A 26-year-old York man has died after being caught in an avalanche while snowboarding in the French Alps.
Robert Coates, 26, of Eastfield Lane, Dunnington, had been snowboarding with a friend at the French ski resort of Oisans when tragedy struck.
Mr Coates, who worked in a hotel at the Alpe d'Huez ski station near Grenoble, was off-piste at 6,235ft on Saturday when he was caught by the avalanche.
He was dug from the snow after being found by a mountain rescue team and was taken by helicopter to Nord Hospital in Grenoble, but he died from injuries received in the accident.
Appalling weather conditions were blamed as the authorities issued an alert advising against hiking and skiing off-piste.

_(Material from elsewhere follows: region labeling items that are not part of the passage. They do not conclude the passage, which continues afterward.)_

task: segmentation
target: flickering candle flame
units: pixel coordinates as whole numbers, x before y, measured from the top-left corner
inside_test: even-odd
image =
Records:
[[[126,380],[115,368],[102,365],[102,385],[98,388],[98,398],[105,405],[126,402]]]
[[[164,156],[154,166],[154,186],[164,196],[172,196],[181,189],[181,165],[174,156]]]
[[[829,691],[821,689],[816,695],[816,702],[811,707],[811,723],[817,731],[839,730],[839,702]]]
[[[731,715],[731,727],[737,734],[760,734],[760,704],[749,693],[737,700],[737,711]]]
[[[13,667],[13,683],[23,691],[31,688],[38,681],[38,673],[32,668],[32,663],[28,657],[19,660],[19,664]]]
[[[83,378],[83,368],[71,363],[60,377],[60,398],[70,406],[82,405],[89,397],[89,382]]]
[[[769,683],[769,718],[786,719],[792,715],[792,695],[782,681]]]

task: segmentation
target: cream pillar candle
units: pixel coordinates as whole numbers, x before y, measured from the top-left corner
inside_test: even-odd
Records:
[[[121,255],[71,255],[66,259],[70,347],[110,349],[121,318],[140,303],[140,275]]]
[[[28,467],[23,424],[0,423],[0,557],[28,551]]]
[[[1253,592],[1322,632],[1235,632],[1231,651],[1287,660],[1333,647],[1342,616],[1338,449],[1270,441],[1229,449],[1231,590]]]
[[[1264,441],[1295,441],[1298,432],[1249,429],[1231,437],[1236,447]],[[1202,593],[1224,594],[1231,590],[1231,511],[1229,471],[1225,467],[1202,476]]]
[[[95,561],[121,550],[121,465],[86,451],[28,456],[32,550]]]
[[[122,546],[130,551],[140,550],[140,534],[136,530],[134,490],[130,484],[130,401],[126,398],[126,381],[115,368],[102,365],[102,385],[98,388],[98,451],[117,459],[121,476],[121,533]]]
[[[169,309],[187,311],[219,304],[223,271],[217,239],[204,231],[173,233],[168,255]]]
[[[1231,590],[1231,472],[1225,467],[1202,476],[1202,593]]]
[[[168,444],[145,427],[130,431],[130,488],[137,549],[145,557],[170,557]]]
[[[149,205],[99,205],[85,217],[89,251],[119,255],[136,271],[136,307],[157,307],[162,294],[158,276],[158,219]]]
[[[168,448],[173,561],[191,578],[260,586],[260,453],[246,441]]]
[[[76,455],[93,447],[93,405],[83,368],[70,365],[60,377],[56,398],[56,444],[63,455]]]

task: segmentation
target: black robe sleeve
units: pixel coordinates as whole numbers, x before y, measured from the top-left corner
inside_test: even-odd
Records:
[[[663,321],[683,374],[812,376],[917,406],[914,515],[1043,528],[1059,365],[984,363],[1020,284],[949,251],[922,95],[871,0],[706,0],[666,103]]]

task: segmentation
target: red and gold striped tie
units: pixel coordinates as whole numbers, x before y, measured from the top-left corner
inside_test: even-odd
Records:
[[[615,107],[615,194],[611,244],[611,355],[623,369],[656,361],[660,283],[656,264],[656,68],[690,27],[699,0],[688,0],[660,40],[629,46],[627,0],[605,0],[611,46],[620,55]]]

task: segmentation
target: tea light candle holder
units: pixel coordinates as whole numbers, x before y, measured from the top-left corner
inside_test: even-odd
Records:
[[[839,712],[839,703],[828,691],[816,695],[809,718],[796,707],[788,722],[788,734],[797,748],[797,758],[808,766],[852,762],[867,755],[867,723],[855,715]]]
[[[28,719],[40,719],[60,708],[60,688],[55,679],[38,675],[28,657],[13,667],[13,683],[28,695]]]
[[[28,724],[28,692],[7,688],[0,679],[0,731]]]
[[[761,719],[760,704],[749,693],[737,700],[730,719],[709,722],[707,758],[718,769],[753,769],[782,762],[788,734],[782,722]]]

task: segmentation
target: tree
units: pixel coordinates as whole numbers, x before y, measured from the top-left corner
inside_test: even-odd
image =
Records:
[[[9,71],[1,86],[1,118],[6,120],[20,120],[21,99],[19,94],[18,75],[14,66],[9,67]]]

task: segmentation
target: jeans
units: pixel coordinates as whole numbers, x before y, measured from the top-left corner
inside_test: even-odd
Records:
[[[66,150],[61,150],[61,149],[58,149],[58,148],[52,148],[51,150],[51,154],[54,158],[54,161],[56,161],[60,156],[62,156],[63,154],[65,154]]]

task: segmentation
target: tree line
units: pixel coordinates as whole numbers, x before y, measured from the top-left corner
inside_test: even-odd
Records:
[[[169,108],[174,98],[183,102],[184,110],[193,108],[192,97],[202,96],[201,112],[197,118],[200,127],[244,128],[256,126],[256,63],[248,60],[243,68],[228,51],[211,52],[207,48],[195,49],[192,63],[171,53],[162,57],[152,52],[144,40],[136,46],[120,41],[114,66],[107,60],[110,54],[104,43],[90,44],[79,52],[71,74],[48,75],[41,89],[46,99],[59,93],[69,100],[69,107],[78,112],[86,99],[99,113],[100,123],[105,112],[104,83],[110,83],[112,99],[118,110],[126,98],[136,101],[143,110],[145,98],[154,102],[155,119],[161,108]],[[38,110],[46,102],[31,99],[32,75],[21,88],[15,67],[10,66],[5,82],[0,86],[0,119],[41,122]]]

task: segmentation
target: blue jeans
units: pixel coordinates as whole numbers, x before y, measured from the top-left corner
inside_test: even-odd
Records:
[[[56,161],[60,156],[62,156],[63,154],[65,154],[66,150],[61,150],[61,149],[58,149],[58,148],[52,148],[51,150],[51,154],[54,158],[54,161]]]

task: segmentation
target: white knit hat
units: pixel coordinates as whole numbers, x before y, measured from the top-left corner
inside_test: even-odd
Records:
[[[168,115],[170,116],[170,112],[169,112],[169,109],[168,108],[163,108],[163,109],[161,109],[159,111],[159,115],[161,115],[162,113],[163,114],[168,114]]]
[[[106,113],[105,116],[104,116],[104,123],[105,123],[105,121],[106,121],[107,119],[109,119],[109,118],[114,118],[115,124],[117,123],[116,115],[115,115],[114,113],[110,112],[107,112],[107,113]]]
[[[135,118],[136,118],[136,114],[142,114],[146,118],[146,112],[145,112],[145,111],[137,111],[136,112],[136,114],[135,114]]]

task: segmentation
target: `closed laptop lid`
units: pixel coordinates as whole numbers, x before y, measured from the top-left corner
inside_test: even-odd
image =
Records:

Today Mr Coates' best friend, Nick Loftus, manager of the Mayhem snowboarding shop in Jubbergate, York, said it was the way he would have wanted to go.
"Snowboarding was his hobby and his life," he said. "He was just amazing at it. If he had been able to choose the way he went, he would have wanted to go while snowboarding.
"He was a fantastic friend, he was very popular with the ladies and was just the coolest guy, but there was no arrogance in him. He was really modest."
News of the tragedy has shocked residents in Dunnington, where Mr Coates' family live and where a neighbour said most householders had heard of the accident. It had left them stunned.
They were described as a very private family.
The other man with whom Mr Coates had been snowboarding has not yet been named, and it is not yet known where he comes from.
The accident is one of a series in the French Alps this weekend.
At least three separate avalanches have been reported, with doctors saying several victims were suffering from hypothermia.
On Sunday a British climber died after spending four days stranded on an alpine ridge suffering temperatures of minus 30 degrees C.
Jamie Fisher, 28, from Edinburgh, died after suffering from severe hypothermia.